PoP Seminar Talk

Bridging the Theory and Practice of Continuous Computations

Wonyeol Lee, Postdoctoral Associate, Department of Computer Science, Carnegie Mellon University
Thursday, 01 February, 2024; 3:00pm
NSH 3305
Host: Feras Saad

Abstract

Continuous computations, which involve continuous data and operations, play a key role in many areas such as machine learning and scientific computing. In theoretical studies of these computations, we usually assume that certain mathematical objects (e.g., input functions) are well-behaved (e.g., differentiable). In practice, however, these objects are often ill-behaved (e.g., non-differentiable) partly because they are expressed in terms of programs. This gap between theory and practice hinders rigorous reasoning about these computations, and sometimes produces totally unexpected results.

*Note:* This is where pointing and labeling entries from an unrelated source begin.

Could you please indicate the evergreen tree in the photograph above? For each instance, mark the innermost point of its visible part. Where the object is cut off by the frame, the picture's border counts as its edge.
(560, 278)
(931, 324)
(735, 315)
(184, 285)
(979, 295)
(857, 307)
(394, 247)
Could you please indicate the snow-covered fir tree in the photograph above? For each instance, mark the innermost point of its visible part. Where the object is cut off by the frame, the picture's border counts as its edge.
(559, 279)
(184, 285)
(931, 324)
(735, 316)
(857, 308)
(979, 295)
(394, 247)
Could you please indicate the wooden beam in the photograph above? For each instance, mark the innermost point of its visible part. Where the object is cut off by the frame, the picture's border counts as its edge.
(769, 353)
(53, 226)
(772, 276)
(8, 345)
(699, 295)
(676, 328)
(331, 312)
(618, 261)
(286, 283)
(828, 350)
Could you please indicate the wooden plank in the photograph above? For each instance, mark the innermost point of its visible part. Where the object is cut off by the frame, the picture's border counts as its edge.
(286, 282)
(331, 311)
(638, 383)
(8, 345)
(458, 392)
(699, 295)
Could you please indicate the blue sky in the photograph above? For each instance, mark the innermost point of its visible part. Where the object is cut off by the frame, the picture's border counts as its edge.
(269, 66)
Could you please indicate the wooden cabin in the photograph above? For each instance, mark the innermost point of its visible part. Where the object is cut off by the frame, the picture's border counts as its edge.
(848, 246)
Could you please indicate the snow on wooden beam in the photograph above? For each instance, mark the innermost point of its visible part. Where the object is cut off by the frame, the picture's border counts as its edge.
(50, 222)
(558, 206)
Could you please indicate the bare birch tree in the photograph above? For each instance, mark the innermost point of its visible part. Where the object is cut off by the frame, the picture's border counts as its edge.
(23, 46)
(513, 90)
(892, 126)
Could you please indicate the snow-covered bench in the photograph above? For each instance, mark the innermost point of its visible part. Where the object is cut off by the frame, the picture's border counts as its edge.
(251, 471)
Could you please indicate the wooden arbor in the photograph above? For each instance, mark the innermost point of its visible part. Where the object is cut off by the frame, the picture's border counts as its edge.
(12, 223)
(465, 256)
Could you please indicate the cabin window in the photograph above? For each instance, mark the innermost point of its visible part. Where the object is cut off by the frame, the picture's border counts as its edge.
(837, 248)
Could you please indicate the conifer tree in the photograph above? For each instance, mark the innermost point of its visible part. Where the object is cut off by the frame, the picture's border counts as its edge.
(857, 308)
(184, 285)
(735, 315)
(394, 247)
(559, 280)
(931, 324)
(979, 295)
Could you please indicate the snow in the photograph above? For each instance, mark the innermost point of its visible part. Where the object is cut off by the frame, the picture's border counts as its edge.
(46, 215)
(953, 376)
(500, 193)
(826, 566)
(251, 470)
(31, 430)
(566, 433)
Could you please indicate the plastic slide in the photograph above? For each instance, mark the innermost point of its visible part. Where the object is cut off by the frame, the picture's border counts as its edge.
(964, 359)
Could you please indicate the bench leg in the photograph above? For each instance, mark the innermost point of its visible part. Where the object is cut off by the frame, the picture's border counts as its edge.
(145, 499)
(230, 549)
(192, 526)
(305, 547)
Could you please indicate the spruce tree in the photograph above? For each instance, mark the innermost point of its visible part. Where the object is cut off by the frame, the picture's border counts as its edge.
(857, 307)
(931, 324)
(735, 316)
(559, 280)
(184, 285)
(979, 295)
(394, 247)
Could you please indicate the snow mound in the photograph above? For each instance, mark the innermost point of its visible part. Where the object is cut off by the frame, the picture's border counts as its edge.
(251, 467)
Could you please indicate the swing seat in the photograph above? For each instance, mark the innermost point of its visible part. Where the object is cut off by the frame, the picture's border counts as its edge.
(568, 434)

In this talk, I will present some of my work on studying and bridging this gap, especially for two classes of continuous computations: automatic differentiation and variational inference. For each of these computations, I will first identify several gaps between the theory and practice of the computation (e.g., differentiable vs. non-differentiable programs), some of which have been overlooked before. I will then explain two types of new results around these gaps: how these gaps can affect the correctness of the computation, and how we can recover the correctness even under these gaps.

Bio

Wonyeol Lee is a postdoc at CMU, working with Feras Saad. He received a PhD in Computer Science from Stanford, working under Alex Aiken. In 2017-2020, he was at KAIST for military service, working with Hongseok Yang. His research aims to (i) deepen our theoretical understanding of existing practical continuous computations, and (ii) design new practical continuous computations that have theoretical guarantees.